5 stycznia 2018, 10:01
Dzieki Elaela :) zakupie po wyplacie kilka ksiazek o paleo, bo chetnie sie doksztalce
5 stycznia 2018, 11:15
Elaela2 - planujesz jakieś dni odstępstwa od paleo? Czy na zasadzie "jak wyjdzie to wyjdzie"?
Zupa tajska *-* Ile ty płacisz za te pyszności ?
5 stycznia 2018, 11:32
Corinek - nie, nie planuję. Dopiero zaczynam, więc nie wyobrażam sobie aby już planować odstępstwo. Po prostu czytam i widzę że są takie możliwości i to zmiejsza poczucie napięcia że o matko jestem na diecie i nie mogę tego i tego. Na razie jestem 4 dzień na diecie wszystko mi pasuje i wszystko mnie cieszy :)
Catering jest drogi, nie ma co się czarować, dlatego będę brała tylko kilka wybranych dni.Mam nadzieję że taki układ się sprawdzi. A Ty co jesz na codzień?
5 stycznia 2018, 11:59
Elaela2 - fajnie się patrzy na kogoś, kto cieszy się dietą pokrewną do mojej tak, jak ja swoją ^^ I miałam na początku podobne odczucia jak ty (potem to się staje normalne i człowiek zauważa dopiero po odstąpieniu od diety na dłuższy czas) - świetne samopoczucie, zero zjazdów energii, zero głodu, zero ciągoty do słodyczy. Szkoda, że mało która dieta ma tak dobre działanie nie tylko na odchudzanie, ale i samopoczucie.
Drogi, ale masz wszystko dopięte na ostatni guzik :) Więc fajna sprawa, choć ja bym musiała przy takim czymś kontrolować sobie jeszcze kalorie i makro i uzupełniać. U mnie bywa różnie - raz zjem rzeczy typowo pod LCHF, takie mega pomysłowe i ciekawe. A innym razem 3 kiełbasy z serem.

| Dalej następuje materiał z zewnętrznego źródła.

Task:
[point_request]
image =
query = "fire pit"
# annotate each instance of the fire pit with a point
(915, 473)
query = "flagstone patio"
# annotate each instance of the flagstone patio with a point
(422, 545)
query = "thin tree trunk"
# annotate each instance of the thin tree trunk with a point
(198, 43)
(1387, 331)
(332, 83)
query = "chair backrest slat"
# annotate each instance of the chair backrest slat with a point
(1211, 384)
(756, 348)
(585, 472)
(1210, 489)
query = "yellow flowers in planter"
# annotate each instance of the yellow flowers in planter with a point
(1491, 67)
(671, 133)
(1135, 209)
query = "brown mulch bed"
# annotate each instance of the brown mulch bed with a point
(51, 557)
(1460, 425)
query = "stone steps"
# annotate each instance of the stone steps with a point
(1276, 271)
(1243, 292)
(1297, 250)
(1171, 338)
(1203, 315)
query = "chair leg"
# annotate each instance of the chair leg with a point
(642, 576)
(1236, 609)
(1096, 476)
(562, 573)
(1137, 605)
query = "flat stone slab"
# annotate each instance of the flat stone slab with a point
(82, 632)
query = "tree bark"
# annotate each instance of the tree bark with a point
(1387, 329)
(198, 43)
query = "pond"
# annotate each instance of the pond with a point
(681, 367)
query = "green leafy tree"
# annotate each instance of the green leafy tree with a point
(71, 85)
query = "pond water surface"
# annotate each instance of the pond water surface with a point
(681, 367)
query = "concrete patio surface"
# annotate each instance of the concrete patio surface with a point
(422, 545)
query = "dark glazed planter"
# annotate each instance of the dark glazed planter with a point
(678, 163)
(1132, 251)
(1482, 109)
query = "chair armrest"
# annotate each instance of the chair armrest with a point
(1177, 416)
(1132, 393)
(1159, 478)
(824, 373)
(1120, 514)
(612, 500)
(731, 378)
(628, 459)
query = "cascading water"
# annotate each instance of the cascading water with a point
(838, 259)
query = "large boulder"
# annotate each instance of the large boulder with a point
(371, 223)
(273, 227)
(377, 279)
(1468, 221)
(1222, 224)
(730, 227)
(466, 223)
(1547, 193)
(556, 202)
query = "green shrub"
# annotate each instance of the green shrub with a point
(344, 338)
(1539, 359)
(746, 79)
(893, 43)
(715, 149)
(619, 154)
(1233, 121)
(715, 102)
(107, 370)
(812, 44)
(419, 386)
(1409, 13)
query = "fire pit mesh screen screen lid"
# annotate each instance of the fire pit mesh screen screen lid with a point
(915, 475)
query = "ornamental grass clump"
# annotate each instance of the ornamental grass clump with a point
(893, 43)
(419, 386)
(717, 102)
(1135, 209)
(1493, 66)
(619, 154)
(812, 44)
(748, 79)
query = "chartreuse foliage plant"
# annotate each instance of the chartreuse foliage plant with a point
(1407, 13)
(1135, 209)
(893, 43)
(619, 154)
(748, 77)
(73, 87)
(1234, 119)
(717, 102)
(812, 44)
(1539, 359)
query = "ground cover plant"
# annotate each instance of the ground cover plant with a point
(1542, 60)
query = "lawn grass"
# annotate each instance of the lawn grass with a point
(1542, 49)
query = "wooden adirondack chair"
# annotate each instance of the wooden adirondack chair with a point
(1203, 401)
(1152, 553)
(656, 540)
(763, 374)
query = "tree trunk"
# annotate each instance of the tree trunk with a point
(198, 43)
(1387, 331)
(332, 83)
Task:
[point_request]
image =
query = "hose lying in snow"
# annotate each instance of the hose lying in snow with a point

Z takich fajniejszych potraw, to często jem:
No i poza tym jajka, mięso, sery, śmietany tłuste w każdej postaci. Jak już jem chleb to kromka grubości papieru i podwójne masło na nim. Wszystkie warzywa, które mi smakują, owoce tylko te niskowęglowodanowe jak np. borówki, maliny (najczęściej z bitą śmietaną bez cukru). Tłuste i sycące zupy jak np. Żurek (wczoraj jadłam akurat ).

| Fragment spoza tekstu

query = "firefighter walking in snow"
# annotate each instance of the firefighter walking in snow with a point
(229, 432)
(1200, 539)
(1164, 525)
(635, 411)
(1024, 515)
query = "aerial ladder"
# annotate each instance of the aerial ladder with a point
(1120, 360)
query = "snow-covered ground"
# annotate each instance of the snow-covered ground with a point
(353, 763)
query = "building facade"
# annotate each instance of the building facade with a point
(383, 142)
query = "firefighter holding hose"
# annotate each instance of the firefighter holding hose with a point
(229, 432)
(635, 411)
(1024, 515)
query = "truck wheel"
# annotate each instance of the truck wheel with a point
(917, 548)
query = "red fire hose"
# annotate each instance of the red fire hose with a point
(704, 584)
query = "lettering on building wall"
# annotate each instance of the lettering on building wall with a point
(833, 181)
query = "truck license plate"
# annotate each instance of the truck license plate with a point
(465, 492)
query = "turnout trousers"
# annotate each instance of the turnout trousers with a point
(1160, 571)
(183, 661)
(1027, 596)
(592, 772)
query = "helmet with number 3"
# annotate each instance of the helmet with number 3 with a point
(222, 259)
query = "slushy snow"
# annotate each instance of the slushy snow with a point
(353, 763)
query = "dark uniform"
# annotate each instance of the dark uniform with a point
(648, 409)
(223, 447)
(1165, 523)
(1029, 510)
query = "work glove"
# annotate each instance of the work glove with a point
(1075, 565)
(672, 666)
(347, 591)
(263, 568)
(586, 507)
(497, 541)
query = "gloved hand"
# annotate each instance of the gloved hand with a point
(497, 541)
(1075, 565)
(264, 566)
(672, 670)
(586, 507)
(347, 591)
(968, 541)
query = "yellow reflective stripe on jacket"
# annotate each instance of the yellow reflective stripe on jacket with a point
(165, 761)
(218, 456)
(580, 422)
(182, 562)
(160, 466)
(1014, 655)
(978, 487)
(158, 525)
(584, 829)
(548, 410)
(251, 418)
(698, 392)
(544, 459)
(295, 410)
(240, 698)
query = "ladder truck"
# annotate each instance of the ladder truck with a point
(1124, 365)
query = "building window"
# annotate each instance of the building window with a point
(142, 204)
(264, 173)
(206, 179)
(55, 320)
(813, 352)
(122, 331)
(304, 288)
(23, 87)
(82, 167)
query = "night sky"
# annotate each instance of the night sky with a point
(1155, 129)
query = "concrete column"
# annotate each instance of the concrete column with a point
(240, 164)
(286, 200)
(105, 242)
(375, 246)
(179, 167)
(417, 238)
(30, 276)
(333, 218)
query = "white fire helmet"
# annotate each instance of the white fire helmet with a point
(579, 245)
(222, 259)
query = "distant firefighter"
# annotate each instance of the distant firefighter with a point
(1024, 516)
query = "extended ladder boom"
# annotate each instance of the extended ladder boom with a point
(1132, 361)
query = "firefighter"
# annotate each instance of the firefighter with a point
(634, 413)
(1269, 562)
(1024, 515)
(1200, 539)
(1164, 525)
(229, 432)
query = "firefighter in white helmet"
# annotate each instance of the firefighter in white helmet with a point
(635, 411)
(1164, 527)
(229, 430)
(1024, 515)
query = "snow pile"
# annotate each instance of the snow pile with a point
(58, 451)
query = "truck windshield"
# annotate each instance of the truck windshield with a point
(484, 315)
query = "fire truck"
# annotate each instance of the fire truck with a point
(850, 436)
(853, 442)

OLALCHF ma takie przepisy typowo pod tą dietę, myślę że sporo sprawdziłoby się też dla paleo (nawet często jest dopisane, że coś się dla paleo nadaje).
8 stycznia 2018, 09:39
Hejka,
Corinek - znam profil Oli, czasami go przeglądam i nadziwić się nie moge ile ta dziewczyna potrafi powymyślać dań i jak fajnie je przygotować. Twoje naleśniki mnie zainspirowały, mam mąkę kokosową i może sobie zrobię kiedyś, zobaczymy czy mi sie nie rozwalą :)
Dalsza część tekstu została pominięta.